Most everyone born in the later half of the 20th Century is familiar with the 1981 Oscar-winning film Chariots of Fire (Best Picture, Best Original Music Score, Best Original Screenplay, Best Costume Design + 3 additional nominations), featuring the story of runner Eric Liddell. The Olympic gold medal recipient has influenced many following his days on the track, leaving various quotes and statements in his interviews while also demonstrating them in his life of service. One such statement has proven to be a North Star, of sorts, for me, and the longer I work with industry professionals it proves itself over and over. Liddell said, “I believe God made me for a purpose, but he also made me fast! And when I run I feel his pleasure.”
Eric lived a meaningful and impacting life because he was able to triangulate his course with three fundamental tracking points to reach his destiny: Purpose, Personal Strength, and Passion.
For Eric, life was not simply about running from accomplishment to accomplishment, stepping up the ladder to success. While certainly he achieved great things, his ultimate goal was to influence the lives of others. He was not secretive about his beliefs, and (spoiler to those who haven’t seen the movie) it cost him to live by his religious convictions. Yet, knowing he was living for his Creator brought him stability and confidence to act accordingly.
Here in LA, everyone talks about the dangers of becoming jaded following numerous rejections, broken promises, and let-downs. Every year, tens of thousands of young people show up here with stars in their eyes, ready to to get their name in lights, yet the ones who generally make it are not the ones who are all about themselves; the ones who know (or learn) they have a direction and are willing to invest time and energy are the ones who will ultimately find a level of success.
God gave Eric a special superpower, if you will. The Scotsman was fast. Nurturing a natural strength, he got faster. Ultimately, the platform where he found himself offered additional opportunities of influence.
It took me some time to discover my personal strengths. I had always been athletic and extremely competitive, thanks largely to the sibling rivalry that existed with my twin brother, and while I am devoted to physical fitness today, those early years of athletics and even coaching on the collegiate level have built a tenacity to completing the task and a choosing to run up the hill instead of walking. At some point in my early adult years I began seeing that I had a keen way of grasping project goals and influencing small teams while also maintaining a creative perspective, or, according to Sally Hogshead’s How to Fascinate testing, I’m passionately creative while remaining alert to the details — a trait only found in 8% of the human population. In essence, I was built with the ability to connect and communicate with creatives in meaningful ways AND maintain a solid grasp of the overall process toward project completion… elements that lend themselves to producing/directing film and television, designing and building experiences, etc. And, in my spare time it allows me to reach into my community by coaching a high school volleyball team or teaching a class how to shoot and edit video.

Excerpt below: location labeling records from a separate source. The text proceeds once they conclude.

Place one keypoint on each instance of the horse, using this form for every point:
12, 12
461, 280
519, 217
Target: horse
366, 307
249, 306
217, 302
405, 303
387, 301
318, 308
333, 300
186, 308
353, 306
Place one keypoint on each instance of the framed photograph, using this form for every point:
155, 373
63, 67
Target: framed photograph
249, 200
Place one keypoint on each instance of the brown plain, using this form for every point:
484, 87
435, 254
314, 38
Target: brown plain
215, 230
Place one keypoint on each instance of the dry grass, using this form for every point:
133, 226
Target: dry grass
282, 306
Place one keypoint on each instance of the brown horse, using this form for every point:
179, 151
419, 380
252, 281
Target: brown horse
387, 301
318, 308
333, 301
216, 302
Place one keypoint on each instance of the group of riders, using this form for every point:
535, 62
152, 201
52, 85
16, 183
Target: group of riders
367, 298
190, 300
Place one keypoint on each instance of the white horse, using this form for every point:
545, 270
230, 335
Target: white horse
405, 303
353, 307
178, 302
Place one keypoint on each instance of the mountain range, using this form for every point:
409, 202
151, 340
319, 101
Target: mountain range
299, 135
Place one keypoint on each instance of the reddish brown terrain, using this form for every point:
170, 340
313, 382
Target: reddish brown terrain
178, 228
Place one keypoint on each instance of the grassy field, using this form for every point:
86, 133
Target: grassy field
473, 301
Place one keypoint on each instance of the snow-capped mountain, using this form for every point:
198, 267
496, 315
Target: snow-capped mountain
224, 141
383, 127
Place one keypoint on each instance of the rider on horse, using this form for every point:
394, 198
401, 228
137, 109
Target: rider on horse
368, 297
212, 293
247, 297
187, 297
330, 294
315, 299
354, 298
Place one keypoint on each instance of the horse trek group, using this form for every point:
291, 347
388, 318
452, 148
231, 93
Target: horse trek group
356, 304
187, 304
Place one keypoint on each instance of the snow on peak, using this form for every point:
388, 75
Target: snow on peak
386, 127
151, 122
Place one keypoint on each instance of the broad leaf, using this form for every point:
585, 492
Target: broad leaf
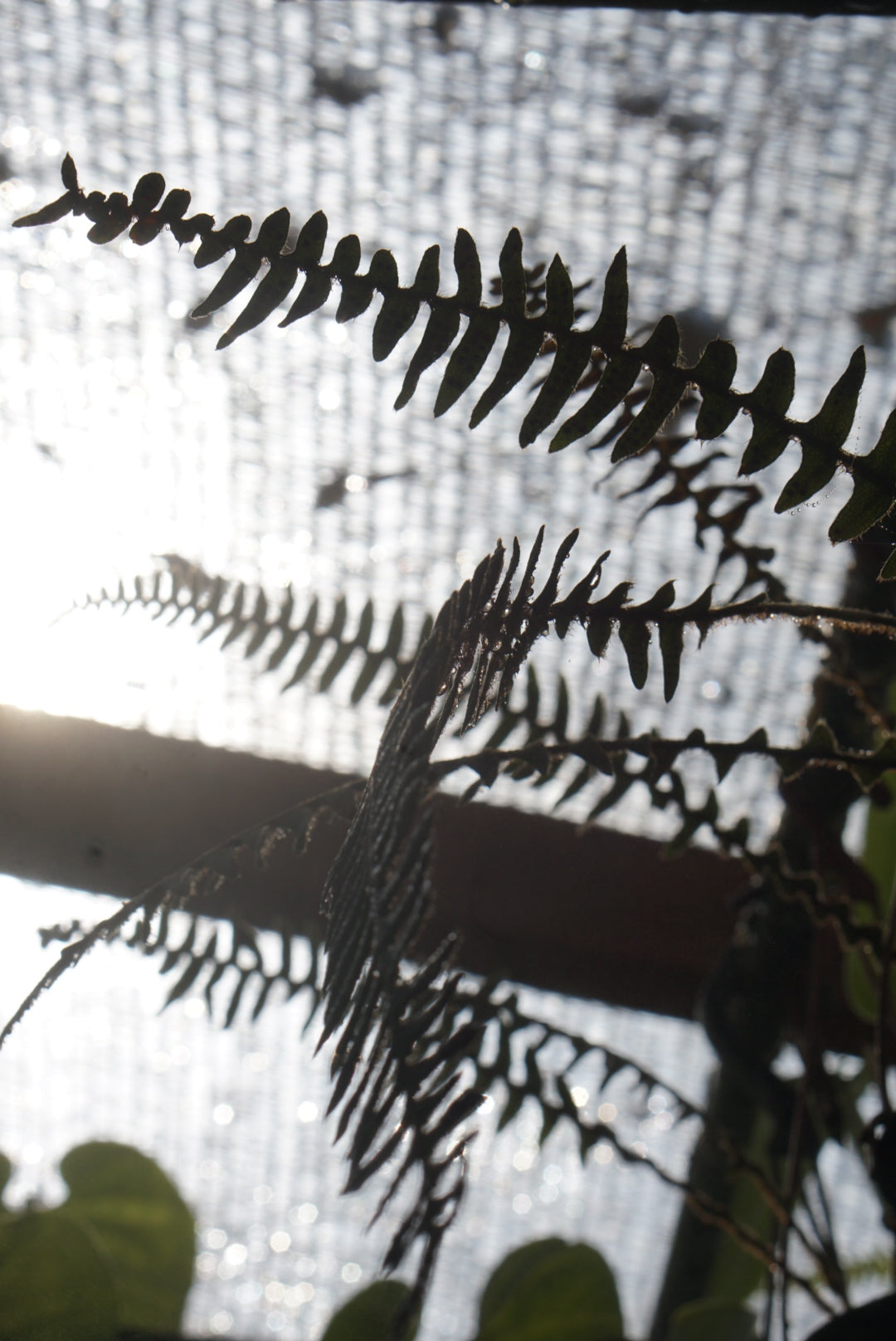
552, 1290
143, 1227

It may take some time, but begin exploring your unique gifts. God has made you as different from the rest of the world as your fingerprints; we all have them, and none are the same. I’ll add here that one ought to look through the losses and closed doors as well. Surviving a personal tragedy can at times open doors of influence to a beautiful audience that God has been building and waiting for you to be ready to influence just as much as Eric’s story gave him a natural audience. So, each perceived weakness can be utilized as a strength when embraced.
For Eric, he did what he did for God’s pleasure. He ran for God’s smile. He served for God’s smile. With such a desire to live with a higher calling in life Eric would not be swayed by the trivial. He drove forward knowing that there was a smile from Heaven aimed in his direction.
Let me say here that, at least from my experience, zeal trumps knowledge. Your degree, your knowledge, your ability to complete a task — none of these is as valuable in today’s marketplace as your ability to demonstrate your enthusiasm for what you do in a first meeting. And if you get a second meeting or land your dream job/project, your passion is what will separate you from everyone else who is able to equally complete all of the things you can do. Too, like Eric, keep your eyes off of self. Have an eye for excellence, for service, for quality, for others before self, and amazingly, you will see your relationships deepen, and through serving you will rise up when the time is right.
Purpose + Personal Strength + Passion: three tracking points to help you reach your destiny. Live with just one and you will wander the landscape. Live with just two and you have greatly increased your chances of arriving near your target. Choose to lock in on all three and you have what you need to accurately plot your path to reach your greatest level of success and impact.